Every website should have a store and every website, including our friends at American Meltdown, should have a dedicated Q&A environment powered by UGC and an occasional post from the team. I should have included AnswerHub in our 5 Magical Do More With Less Curation Tools, a post that went “mega-viral” with an audience past 1M thanks to power retweeters.

Q&A content can be worth millions in traffic and conversions for B2B and B2C websites. The keyword research above is only a beginning. If American Meltdown was our customer I would spend several days before finding the 5 keywords like “FoodTruck” that could be magical.

How would I use “FoodTruck”? Write content such as:

  • 5 Differences between Food Trucks and FoodTrucks
  • The FoodTruck Manifesto.
  • Why FoodTrucks are way cooler than Food Trucks.
  • Why American Meltdown is a FoodTruck not a Food Truck.
  • FoodTruck Swag (the t-shirts etc. to support American Meltdown’s brand building).
  • Etc.

If we wanted to create a castle around the keyword “FoodTruck” we might buy 2 to 7 URLs such as FoodTruckSwag, FoodTruckManifesto and FoodTruckGifts. These URLs are available and could prove immensely supportive to American Meltdown’s content strategy.

I would also be sure to create pages for Durham Food Truck Rodeo, What is a Food Truck and Food Truck Locations. American Meltdown has a calendar, but it is hard to engage with and understand. Since knowing where they are = money, I would rework the locations and calendar page substantially.

Since it seems like they have a regular circuit I would create pages for each place in the circuit. On these pages I would have a link to the “tracker”, pictures, some copy about what they like about that location and a Twitter roll. Twitter rolls, if positioned in the code correctly, can keep a webpage “alive” to Google. Some of this content I would put in the Q&A area, some I would include in the “stack” of American Meltdown pages.

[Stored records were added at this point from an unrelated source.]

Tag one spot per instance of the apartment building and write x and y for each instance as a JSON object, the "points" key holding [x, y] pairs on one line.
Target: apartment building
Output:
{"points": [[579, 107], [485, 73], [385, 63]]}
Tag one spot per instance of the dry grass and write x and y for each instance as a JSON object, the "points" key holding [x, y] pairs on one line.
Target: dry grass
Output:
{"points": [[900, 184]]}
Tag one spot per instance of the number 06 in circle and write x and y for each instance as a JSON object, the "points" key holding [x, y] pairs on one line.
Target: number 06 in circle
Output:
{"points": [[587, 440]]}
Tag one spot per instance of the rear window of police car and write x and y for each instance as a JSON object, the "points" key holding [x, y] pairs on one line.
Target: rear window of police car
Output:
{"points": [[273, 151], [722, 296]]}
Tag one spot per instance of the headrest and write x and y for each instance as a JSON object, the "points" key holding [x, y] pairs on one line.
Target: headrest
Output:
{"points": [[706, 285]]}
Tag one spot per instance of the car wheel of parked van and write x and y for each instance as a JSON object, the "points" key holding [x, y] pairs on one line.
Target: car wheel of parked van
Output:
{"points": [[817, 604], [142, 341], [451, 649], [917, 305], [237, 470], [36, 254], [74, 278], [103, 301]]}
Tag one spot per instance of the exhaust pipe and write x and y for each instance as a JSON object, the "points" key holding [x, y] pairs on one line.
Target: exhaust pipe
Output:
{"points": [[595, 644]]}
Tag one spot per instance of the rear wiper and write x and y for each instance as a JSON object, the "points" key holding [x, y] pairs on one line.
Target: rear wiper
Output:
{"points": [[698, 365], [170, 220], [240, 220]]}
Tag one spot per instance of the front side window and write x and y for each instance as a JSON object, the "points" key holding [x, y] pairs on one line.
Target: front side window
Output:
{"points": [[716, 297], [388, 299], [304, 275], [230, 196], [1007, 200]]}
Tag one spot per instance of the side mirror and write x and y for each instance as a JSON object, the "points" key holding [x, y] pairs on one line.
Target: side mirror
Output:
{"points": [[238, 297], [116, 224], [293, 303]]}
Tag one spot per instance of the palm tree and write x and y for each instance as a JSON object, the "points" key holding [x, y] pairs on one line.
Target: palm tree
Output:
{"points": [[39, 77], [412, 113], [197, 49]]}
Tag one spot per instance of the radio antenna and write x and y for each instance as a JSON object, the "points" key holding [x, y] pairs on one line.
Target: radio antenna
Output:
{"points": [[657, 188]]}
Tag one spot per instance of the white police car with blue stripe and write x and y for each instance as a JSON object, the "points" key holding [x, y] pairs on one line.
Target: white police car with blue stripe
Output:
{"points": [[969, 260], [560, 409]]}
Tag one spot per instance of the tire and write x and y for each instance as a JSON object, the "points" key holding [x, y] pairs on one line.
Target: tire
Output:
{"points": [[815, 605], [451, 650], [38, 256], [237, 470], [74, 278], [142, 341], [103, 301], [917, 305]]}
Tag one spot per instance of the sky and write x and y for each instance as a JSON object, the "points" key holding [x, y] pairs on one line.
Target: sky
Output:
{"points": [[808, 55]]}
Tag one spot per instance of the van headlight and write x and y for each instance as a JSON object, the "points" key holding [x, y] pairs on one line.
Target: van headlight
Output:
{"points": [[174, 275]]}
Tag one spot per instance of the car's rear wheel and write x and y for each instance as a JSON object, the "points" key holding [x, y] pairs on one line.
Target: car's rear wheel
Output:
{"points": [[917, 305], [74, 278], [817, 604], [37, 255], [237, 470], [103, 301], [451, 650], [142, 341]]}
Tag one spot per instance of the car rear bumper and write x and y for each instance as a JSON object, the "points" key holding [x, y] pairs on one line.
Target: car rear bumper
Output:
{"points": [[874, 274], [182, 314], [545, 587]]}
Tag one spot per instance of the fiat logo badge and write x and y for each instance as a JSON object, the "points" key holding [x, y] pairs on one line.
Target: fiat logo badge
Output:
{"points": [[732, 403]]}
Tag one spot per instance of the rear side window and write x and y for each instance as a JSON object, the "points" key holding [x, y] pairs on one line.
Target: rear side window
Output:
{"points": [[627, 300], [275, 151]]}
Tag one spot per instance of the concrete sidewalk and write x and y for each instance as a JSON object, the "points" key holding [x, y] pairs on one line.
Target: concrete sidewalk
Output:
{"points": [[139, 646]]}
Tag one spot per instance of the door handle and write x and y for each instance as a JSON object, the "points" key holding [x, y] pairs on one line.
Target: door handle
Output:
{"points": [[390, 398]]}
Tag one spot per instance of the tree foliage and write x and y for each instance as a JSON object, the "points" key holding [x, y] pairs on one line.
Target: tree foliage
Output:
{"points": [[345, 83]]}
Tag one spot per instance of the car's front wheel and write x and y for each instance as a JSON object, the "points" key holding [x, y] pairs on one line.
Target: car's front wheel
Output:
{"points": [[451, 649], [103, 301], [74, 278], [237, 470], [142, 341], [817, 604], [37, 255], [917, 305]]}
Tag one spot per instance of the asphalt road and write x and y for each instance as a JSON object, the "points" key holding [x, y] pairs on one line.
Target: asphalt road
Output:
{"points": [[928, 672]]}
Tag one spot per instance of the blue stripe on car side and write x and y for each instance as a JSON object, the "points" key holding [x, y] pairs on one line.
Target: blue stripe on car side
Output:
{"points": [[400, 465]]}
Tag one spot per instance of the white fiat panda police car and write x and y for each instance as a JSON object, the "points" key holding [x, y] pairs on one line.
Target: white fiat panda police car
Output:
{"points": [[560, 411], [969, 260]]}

Might want to take a quick look at Advanced SEO: Bleeding, Siloing and Bottling for more on how to form content silos for maximum impact.

Don’t Forget SEO Basics

Buying URLs with keywords is advanced Internet marketing. Before you go there, check SEO basics such as:

  • Is your page title keyword dense?
  • Do you have unique page titles?
  • Is your body copy aligned with the listings you want?
  • Are your images using alt text with keywords?
  • Can visitors easily share your content via Facebook, Twitter and G+?

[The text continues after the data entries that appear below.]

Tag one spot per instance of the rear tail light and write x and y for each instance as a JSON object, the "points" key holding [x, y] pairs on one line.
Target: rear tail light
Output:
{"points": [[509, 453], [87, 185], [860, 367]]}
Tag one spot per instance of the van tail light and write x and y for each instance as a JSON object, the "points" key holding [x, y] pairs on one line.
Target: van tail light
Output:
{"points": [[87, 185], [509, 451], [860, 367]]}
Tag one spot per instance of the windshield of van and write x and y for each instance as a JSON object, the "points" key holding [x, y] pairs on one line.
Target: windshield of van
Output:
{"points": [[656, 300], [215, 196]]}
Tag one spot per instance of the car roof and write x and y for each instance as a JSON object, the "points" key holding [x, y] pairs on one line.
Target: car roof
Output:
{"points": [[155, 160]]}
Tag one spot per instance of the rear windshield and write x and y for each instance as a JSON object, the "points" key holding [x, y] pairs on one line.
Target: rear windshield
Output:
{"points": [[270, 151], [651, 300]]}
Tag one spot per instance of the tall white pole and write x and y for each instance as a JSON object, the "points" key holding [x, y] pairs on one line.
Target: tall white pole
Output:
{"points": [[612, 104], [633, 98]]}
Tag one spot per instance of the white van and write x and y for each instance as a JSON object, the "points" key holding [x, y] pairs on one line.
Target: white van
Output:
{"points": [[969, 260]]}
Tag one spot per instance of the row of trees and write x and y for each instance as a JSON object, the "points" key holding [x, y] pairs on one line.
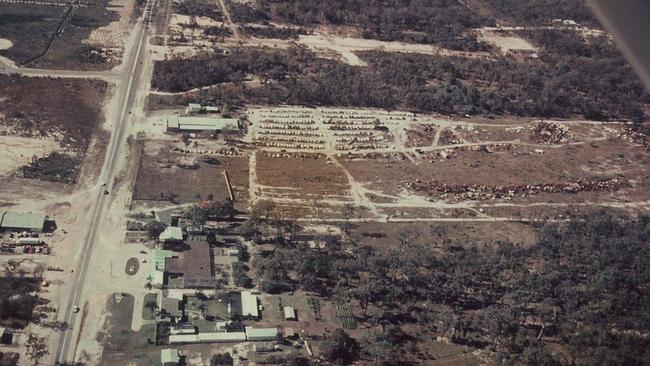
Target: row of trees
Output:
{"points": [[557, 85], [543, 11], [445, 22], [578, 296]]}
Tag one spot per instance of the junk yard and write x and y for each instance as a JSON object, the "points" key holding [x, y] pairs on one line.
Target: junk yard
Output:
{"points": [[193, 182]]}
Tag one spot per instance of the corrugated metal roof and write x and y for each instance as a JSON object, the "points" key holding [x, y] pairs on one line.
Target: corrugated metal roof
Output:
{"points": [[261, 334], [249, 304], [289, 312], [169, 355], [171, 233], [23, 220], [200, 123], [208, 337]]}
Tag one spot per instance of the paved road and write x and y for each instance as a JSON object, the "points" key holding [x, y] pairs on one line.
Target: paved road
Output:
{"points": [[128, 86]]}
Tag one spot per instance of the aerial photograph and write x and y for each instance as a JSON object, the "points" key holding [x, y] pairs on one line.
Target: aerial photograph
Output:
{"points": [[324, 182]]}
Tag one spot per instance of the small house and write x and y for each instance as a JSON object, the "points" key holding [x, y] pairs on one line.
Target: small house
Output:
{"points": [[249, 305], [169, 357], [171, 234], [261, 334], [289, 313]]}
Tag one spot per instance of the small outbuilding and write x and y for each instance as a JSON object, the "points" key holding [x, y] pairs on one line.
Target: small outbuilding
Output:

American Meltdown needs some SEO tuning. These days I tune AFTER working out a storytelling and User Generated Content (UGC) strategy. Google’s Panda and Penguin algorithm changes made constantly improving site heuristics the most important metrics.

“Constantly improving” heuristics imply:

  • Storytelling to promote page views.
  • Photos and videos to promote time on site.
  • Contests and games to promote user engagement.

Overwhelmed yet? Remember the power of Q&A content and you’ve found the secret RPG of content marketing.